- Alamlu Tabriz Location within Iran
- Coordinates: 39°23′25″N 47°37′36″E﻿ / ﻿39.39028°N 47.62667°E
- Country: Iran
- Province: Ardabil
- County: Aslan Duz
- District: Borran
- Rural District: Borran

Population (2016)
- • Total: 219
- Time zone: UTC+3:30 (IRST)

= Alamlu Tabriz =

Village in Ardabil province, Iran

Alamlu Tabriz (الم لوتبريز) (Note: Also romanized as Ālamlū Tabrīz) is a village in Borran Rural District of Borran District in Aslan Duz County, Ardabil province, Iran.

==Demographics==
===Population===
At the time of the 2006 National Census, the village's population was 229 in 36 households, when it was in Qeshlaq-e Gharbi Rural District of the former Aslan Duz District in Parsabad County.

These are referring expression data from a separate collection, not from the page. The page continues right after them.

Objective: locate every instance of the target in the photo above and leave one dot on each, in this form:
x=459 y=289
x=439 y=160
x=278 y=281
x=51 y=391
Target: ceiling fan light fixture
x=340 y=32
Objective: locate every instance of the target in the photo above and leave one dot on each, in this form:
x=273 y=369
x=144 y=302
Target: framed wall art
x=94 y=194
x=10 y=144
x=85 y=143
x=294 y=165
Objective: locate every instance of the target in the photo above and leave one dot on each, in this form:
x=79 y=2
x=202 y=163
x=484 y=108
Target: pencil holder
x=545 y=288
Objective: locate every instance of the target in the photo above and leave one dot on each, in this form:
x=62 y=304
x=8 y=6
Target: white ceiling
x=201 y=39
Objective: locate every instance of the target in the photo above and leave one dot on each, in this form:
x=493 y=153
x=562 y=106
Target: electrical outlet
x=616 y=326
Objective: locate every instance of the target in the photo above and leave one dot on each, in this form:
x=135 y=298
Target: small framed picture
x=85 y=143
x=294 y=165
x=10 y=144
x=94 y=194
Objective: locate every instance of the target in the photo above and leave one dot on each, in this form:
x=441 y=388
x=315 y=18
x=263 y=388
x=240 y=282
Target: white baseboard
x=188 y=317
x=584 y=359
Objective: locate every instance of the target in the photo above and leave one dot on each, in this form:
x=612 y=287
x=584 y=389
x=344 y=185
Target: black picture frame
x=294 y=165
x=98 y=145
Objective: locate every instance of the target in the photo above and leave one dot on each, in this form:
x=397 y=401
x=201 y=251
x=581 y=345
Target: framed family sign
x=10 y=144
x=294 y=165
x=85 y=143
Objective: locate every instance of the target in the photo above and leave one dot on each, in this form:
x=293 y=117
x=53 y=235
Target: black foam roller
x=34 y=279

The following census in 2011 counted 187 people in 46 households. The 2016 census measured the population of the village as 219 people in 62 households.

In 2019, the district was separated from the county in the establishment of Aslan Duz County, and the rural district was transferred to the new Borran District. Alamlu Tabriz was transferred to Borran Rural District created in the district.